緒方貞子さんのクルド人救済に思う知行合一
今回は、「緒方貞子さんのご冥福を祈ります」の続編です。
イスラム国(IS)を相手に、最前線で一歩も引かずに勇敢に戦うクルド人について、日本ではあまり馴染みがないと思います。最近は「クルド人」と検索すれば、すぐに民族の歴史をはじめ、その詳細情報を入手できますので、ここでは、詳細は割愛しながら、緒方貞子さんが、イラク領内のクルド人を「難民」として救った背景に絞って、自分の思うところをお伝えしたいと思います。
釈迦に説法となる方もいると思いますが、クルド人は国家を持たない最大の民族と言われます。元々中東の山岳・砂漠地域の山岳民、遊牧民である約3000万人が、主にトルコ南部、シリア北東部、イラクの北部、イランの北西部に住んでいます。クルド人にしてみれば、自分達が形式上属する「国」よりは、クルド民族としての一体感、アイデンティティの方が勝っていると思われます(もちろん、クルド民族の間でも宗派や利害を異にする場合があります)。
クルド人は、中東、東欧にまたがる強大な帝国であったオスマントルコ帝国の領土内(上記4国にまたがる地域内)に住んでいました。第一次世界大戦中、オスマントルコ帝国は、クルド民族の国家としての独立を約束していました。しかし、ケマルパシャがトルコ共和国を樹立した際(オスマントルコ帝国の滅亡)、この約束は反故にされました。新生トルコ共和国は独立クルド人国家を認めず、現在のトルコ領内に住むクルド人のトルコ化(同化)を強く求めます。一方、英国、フランス、ロシアは第一次世界大戦中の1916年にサイクスピコ協定を締結し、大戦後のオスマントルコ帝国領土の分割と英、仏、露の勢力範囲を取り決めます(現在のトルコの東部はロシア、現在のトルコ南部とシリアはフランス、現在のイラクとヨルダンは英国)。悲願のクルド人国家樹立の夢は絶たれ、クルド民族はその居住地により、現在のトルコ、シリア、イラク、イランの4か国に分散的に帰属せざるをえなくなったのです。近代、現代は、民族自決原則に基づき、各民族ができる限り独自の国家を持てることを標榜してきました。しかし、クルド人の民族自決の夢は叶えられませんでした。
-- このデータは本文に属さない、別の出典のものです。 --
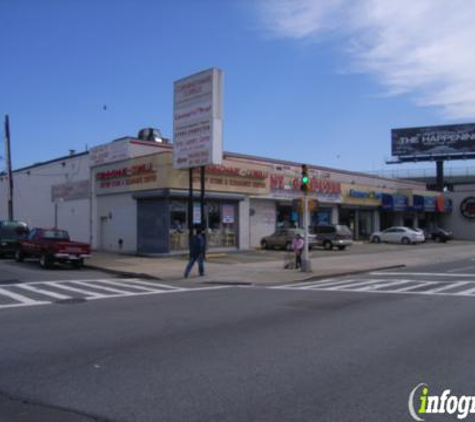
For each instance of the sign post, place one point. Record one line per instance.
(197, 129)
このように、クルド人にとっての国境は、当時の列強により、その地域に住む民族の全く与り知らぬところで取り決められたものであり、まさに「取って付けたようなもの」なのです。
緒方貞子さんのイラクにおける大決断以前、国連が救済してきたのは、国外に避難した人々でした。しかし、上記のような歴史的背景から、当時のイラク北部にあっては、「国境」というものは意味をなさないこと、それ故、命の危険に晒され、迫害され、苦難にあえぐクルド人を救うには、「国境に囚われた先例」に囚われてはいけないことを、誰よりも深く理解していたのが緒方貞子さんだったのだと思います。
そして、何よりもすごいのは、考えるだけでなく、考えたことは、大きな壁が立ちはだかろうとも実行することです。「知行合一」こそ、緒方貞子さんの本質ではないかと思います。